THE SHOCK OF THE ENDING made some people somehow black out on the last few seconds in their memory. I did.
- It would make no fucking sense for HBO to put out two different endings.
- When I watched the same file again, I caught the final two shots (group shot of family, closeup on Tony)
- The last two shots are pretty innocuous. I think many of us were primed for something big to happen and glossed over that seeming “filler.” The biggest “action” before that was Meadow almost getting flattened by the SUV, so it makes sense that we would remember that shot.
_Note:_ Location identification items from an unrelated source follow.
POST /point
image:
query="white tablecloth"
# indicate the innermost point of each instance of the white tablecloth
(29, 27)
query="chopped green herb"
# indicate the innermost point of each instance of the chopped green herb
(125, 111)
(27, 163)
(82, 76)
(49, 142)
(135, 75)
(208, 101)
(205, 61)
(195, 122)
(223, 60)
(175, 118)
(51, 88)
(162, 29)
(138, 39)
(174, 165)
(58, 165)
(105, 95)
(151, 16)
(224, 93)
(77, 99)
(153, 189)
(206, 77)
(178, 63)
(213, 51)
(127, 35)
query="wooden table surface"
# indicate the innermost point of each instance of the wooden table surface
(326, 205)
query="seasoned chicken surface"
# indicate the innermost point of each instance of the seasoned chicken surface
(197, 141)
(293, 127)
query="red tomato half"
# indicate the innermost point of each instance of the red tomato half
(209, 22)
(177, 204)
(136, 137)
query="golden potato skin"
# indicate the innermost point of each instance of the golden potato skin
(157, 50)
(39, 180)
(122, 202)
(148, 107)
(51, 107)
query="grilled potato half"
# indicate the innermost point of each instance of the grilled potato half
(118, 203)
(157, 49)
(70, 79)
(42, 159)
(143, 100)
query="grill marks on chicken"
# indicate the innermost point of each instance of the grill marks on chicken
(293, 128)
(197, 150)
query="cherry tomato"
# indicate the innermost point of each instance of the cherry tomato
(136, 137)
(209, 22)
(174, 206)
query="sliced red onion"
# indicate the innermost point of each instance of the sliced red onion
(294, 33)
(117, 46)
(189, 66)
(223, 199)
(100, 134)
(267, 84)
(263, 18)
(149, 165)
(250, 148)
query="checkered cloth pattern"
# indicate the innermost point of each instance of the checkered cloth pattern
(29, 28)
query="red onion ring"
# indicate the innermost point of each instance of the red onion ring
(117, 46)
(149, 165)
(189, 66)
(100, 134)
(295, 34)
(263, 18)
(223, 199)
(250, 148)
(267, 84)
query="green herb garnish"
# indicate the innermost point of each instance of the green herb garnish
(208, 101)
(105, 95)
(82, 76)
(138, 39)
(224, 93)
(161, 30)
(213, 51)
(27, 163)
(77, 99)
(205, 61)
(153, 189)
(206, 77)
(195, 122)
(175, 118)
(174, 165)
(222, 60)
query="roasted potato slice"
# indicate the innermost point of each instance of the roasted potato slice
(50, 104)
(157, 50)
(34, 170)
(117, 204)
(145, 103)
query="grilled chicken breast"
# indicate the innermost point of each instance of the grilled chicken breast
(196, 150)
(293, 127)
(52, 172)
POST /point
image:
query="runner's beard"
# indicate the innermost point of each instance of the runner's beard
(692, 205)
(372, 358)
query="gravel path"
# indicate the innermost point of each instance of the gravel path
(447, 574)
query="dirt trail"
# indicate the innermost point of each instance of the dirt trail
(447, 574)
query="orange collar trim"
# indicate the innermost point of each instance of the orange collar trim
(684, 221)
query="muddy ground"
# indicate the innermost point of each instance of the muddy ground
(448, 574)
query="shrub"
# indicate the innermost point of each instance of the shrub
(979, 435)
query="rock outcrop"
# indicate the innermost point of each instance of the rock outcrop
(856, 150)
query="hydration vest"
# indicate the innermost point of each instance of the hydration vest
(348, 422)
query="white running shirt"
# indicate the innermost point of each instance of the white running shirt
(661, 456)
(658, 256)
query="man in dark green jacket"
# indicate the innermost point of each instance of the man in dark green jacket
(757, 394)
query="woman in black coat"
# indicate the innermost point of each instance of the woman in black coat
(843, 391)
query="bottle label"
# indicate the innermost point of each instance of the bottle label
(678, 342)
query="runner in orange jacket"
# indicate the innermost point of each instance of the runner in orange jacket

Those of us who remember it wrong (the Meadow ending) must have been going over that little sequence in our heads while the next “boring” seconds occurred.
- Before I saw the episode, I caught a headline on Drudge that said “Sopranos choose life.” I didn’t read the article, but I expected the fade-out, life-goes-on ending some hopeless optimists out there cling to. This was a fucking shocker.
- The viewer isn’t the one who was whacked. That’s cute. But the show was about Tony, not us. We could be whacked, but the show would continue. But when Tony stopped, the show stopped.
- I thought my Xbox 360, where I was streaming the file from, fucked up, too. But I instantly knew that it must have been on purpose because of where the song cut, so I watched the screen in silence, with my fists tight. Then the credits appeared.
- I have a mini-theory that the shot of Tony putting the coins in the jukebox, then withdrawing his hand when Hatman enters is the same shot as the final shot, just from a different camera.